The 2018 Edward A. Dickson Emeritus/a Professorship has been awarded to UCR Emeritus/a Professors David Fairris, Department of Economics; Wendy Rogers, Department of Dance; and Susan Hackwood, Department of Electrical & Computer Engineering.
The three awardees were recommended by the University Committee on Faculty Welfare.
“We received a number of quality proposals and had to examine them very carefully to select the winners,” said Daniel Jeske, committee chair and professor of statistics at UCR. “The role of the faculty welfare committee in selecting the Dickson awardees is among the most enjoyable responsibilities of the committee.”

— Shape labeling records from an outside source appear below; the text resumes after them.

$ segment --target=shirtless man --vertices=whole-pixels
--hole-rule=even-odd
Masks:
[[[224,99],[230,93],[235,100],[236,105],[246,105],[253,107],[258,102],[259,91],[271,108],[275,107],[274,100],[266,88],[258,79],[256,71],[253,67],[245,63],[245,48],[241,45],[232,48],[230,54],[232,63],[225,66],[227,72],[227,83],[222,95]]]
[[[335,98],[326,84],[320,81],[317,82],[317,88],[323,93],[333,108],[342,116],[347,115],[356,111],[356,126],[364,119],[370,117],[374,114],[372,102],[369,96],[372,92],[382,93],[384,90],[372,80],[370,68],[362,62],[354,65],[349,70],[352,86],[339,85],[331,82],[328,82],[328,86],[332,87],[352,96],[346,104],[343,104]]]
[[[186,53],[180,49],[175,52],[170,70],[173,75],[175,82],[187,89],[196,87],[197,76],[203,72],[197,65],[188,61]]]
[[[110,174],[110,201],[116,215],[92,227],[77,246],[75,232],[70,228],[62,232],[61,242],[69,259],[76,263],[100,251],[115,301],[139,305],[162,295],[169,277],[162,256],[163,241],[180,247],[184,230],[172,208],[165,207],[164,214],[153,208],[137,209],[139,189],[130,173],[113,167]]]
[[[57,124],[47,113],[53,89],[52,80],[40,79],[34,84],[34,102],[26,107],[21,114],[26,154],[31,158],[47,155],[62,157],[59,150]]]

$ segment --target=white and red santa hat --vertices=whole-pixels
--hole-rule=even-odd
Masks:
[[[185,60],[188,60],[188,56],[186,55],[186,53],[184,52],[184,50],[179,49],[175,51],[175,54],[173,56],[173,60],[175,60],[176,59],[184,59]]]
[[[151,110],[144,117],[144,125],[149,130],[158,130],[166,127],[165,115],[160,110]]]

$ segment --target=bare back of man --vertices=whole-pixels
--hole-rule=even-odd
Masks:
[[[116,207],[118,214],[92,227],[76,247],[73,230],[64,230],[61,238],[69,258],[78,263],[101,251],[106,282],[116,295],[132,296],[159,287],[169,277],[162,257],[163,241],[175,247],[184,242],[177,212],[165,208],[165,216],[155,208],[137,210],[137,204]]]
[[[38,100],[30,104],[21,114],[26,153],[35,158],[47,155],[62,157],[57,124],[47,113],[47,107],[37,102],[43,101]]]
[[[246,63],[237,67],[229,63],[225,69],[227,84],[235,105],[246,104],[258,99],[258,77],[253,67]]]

The Edward A. Dickson Emeritus/a Professorship Award is presented yearly to an emeritus/a professor on the basis of a compelling project in teaching, research, or public service activities. Awardee(s) shall be known as the Edward A. Dickson Emeritus/a Professor for the duration of the award (one year). Recipients also receive a monetary award of up to $6,000 and up to $3,000 in research support.
Fairris, former vice provost for undergraduate education and professor emeritus of economics, was honored for his research surrounding minimum wage. In an online survey, Fairris asks supporters of minimum wage the following: “Is the moral basis for a minimum wage to improve the income of the working poor or to insure a right to decent pay?” The answer, he said, will have important implications for policy discussions regarding minimum wage.
“In the former case, a variety of policy instruments besides minimum wages is available to achieve the goal (e.g., earned income tax credits). In the latter, minimum wages are the only measure by which society prevents jobs from existing that do not provide decent pay.”
Rogers, choreographer and performer for over 40 years and professor emerita in the Department of Dance, was recognized for her work creating, producing, and performing in “beginning(s), middle(s) and end(s).” The new choreography, including a commissioned work for company members of the San Diego Dance Theater, will premiere in April 2019 at the annual Live Arts Festival in San Diego. Rogers said the process of creating anew by revisiting the active legacy of her body of work will provide an opportunity to reflect on both artistic form and the poetic metaphors of life’s passage.
Hackwood, executive director of the California Council on Science and Technology, or CCST, and a professor emerita of electrical and computer engineering, has been awarded for her work in the Science to Policy Program at UCR. The program, a partnership with CCST, aims to help doctoral students explore how a graduate in the sciences can become a welcome, known, and trusted voice in public policy. Hackwood, the founding Dean of the Marlan and Rosemary Bourns College of Engineering, said she will put all funds from the award into the policy program.